Bei medipact wird dieser Teil strukturiert online abgearbeitet: Zahlen und Unterlagen zusammentragen, Bewertungsfrage klären, Szenarien durchrechnen, Ergebnis schriftlich festhalten. Die Vereinbarung lassen Sie anschließend anwaltlich prüfen und – wenn Eigentum übertragen wird – notariell beurkunden.

Dieser Artikel ersetzt keine Rechts- oder Steuerberatung. Ob eine Übertragung steuerfrei bleibt, ob eine Vorfälligkeitsentschädigung anfällt und wie der Zugewinnausgleich die Immobilie erfasst, hängt am Einzelfall. Lassen Sie das prüfen, bevor Sie unterschreiben.
Häufige Fragen

Kurz beantwortet

Muss ich bei einer Scheidung das Haus verkaufen?

Nein. Solange Sie sich einigen, bestimmen Sie selbst, was mit der Immobilie geschieht – Übernahme durch eine Seite, Verkauf, gemeinsames Behalten oder eine Zwischenlösung. Zum Verkauf kommt es zwangsweise erst, wenn keine Einigung zustande kommt und ein Miteigentümer die Teilungsversteigerung betreibt.

Wer bekommt das Haus bei der Scheidung?

Das Eigentum ändert sich durch die Scheidung nicht. Gehört die Immobilie beiden je zur Hälfte, bleibt das so, bis Sie etwas anderes vereinbaren und notariell beurkunden lassen. Wer während der Trennung darin wohnen darf, ist eine davon getrennte Frage und richtet sich vor allem danach, wer die Wohnung dringender braucht.

Komme ich aus dem gemeinsamen Kredit heraus, wenn der andere das Haus übernimmt?

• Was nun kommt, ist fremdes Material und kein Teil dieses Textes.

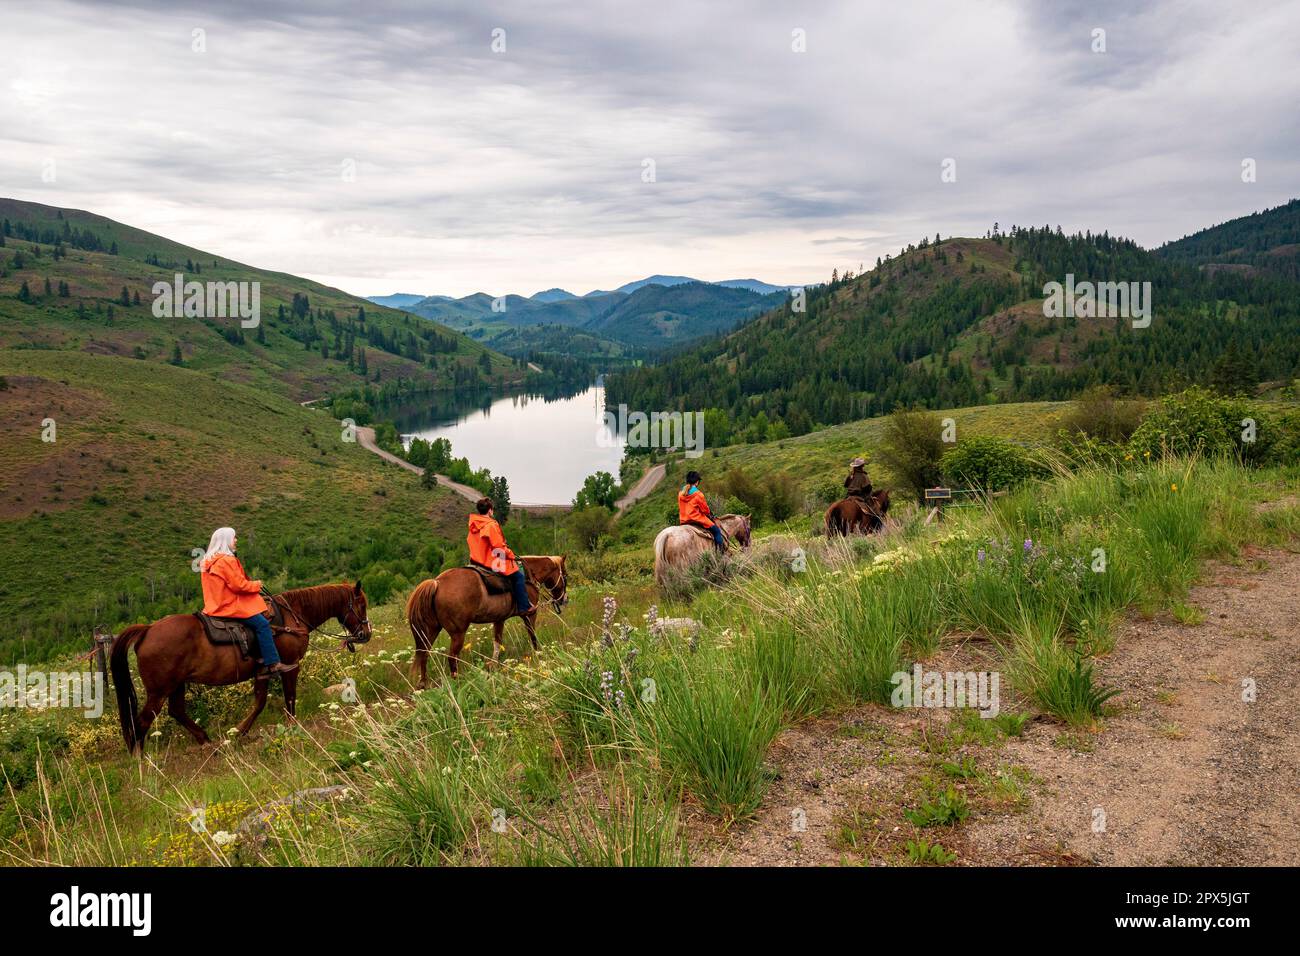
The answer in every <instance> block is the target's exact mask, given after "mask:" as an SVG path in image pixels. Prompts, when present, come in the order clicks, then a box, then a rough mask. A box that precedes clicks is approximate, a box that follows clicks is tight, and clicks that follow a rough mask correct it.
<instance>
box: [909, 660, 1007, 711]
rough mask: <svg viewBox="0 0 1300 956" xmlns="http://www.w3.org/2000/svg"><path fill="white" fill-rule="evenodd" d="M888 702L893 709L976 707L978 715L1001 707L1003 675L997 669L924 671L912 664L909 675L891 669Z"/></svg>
mask: <svg viewBox="0 0 1300 956" xmlns="http://www.w3.org/2000/svg"><path fill="white" fill-rule="evenodd" d="M889 683H891V684H893V685H894V689H893V693H892V695H891V696H889V702H891V704H893V705H894V706H896V708H976V709H979V715H980V717H997V714H998V711H1000V710H1001V704H1000V696H1001V695H1000V692H1001V687H1002V675H1001V674H998V672H997V671H993V672H989V671H927V670H923V669H922V666H920V665H919V663H918V665H913V669H911V674H909V672H907V671H894V672H893V675H892V676H891V678H889Z"/></svg>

Nur wenn die Bank Sie ausdrücklich aus der Haftung entlässt. Ihre interne Vereinbarung bindet die Bank nicht. Sie prüft, ob die übernehmende Person das Darlehen allein tragen kann, und stimmt nur dann zu. Klären Sie das unbedingt vor Abschluss einer Vereinbarung – sonst haften Sie weiter für ein Haus, das Ihnen nicht mehr gehört.

Was ist eine Teilungsversteigerung?

Ein gerichtliches Verfahren, mit dem ein Miteigentümer die Aufhebung der Gemeinschaft erzwingen kann, wenn keine Einigung zustande kommt. Die Immobilie wird versteigert und der Erlös geteilt. In der Praxis liegen die Erlöse regelmäßig unter dem freien Marktwert, sodass beide Seiten verlieren – deshalb ist es das letzte und nicht das erste Mittel.

Wie wird der Wert der Immobilie ermittelt?

Am besten durch einen gemeinsam beauftragten Sachverständigen. Zwei getrennt beauftragte Parteigutachten führen fast immer zu abweichenden Werten und damit zu einem dritten, gerichtlich bestellten Gutachten. Sich zuerst auf die Person des Gutachters zu einigen und danach über das Ergebnis zu sprechen, spart Zeit, Geld und Nerven.